Pepper acarició la mano de su esposa y me sonrió con una expresión que era a la vez triunfal y lasciva.
– En realidad, y debo señalarlo porque me siento orgulloso de ello, esa buena mujer me entregó dos hermosas dotes. Tuvimos la suerte de que la señora Ellershaw se convenciera de que su marido desaprobaba vivamente nuestro enlace. Así que ella nos proporcionó la dote y, después, el señor Ellershaw, la igualó. Un excelente plan, creo yo.

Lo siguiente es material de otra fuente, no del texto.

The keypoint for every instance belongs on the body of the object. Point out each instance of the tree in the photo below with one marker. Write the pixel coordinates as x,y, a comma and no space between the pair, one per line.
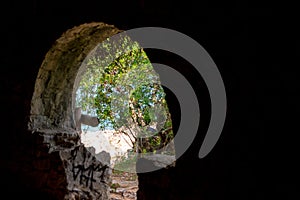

No aguardó mi aprobación, sino que se puso enseguida a pasar las páginas del cuaderno.
– Oh, sí… Muy inteligente. Muy inteligente, en efecto. Tengo buenos momentos. A veces pienso que soy el mejor de los hombres.-Hizo una pausa y me miró-. Tenéis que explicarme por qué no os habéis quedado con estos planos. Pueden dar fruto para muchos años y yo, en cambio, no puedo ofreceros ninguna recompensa.
– No quiero los planos y no necesito la recompensa -dije-. No entendería vuestros dibujos y ponerlos en condiciones de sacarles alguna utilidad me costaría mucho más trabajo del que deseo. Seré sincero con vos, señor Pepper. Aunque no nos hayamos visto, os he seguido la pista por toda la ciudad y he averiguado que sois un hombre de lo más censurable. Tomáis lo que os place y no os importan en absoluto los sentimientos que herís.
– Es una acusación bastante dura -replicó sin acritud-, y estoy seguro de que encontraréis muchas personas que no están de acuerdo con vos.
– Sea como fuere -insistí-, no puedo pretender que me caigáis bien, pero pienso que el hombre que inventó esa máquina debe obtener el beneficio de ellos, aunque sea un canalla. Retener esos planos para mí sería un gran robo. Pienso también que, en definitiva, vos causaréis mucho menos daño en el mundo si tenéis una posición económica desahogada. Y, por último, mi meta en todo esto es que la Compañía de las Indias Orientales reciba el trato que se merece, y pienso que vos, con estos planos, haréis mucho para convertir en realidad esa meta.
– Os honra eso, señor.
– No, es una maldad -dije-. Quiero ver cómo fracasan sus esfuerzos. Toda esta energía malgastada en evitar que un hombre mejore una tecnología, en impedir que las personas tengan mayor control de los bienes que desean comprar… Creen que piensan en el género humano, cuando en realidad están pensando solo en su empresa. Os han tratado muy mal, señor Pepper, y la mayor satisfacción que puedo tener es asegurarme de que quienes han abusado de vos caigan de su pedestal. Sé que eso no ocurrirá pronto, pero me contento con saber que he plantado una semilla de la que saldrá el futuro.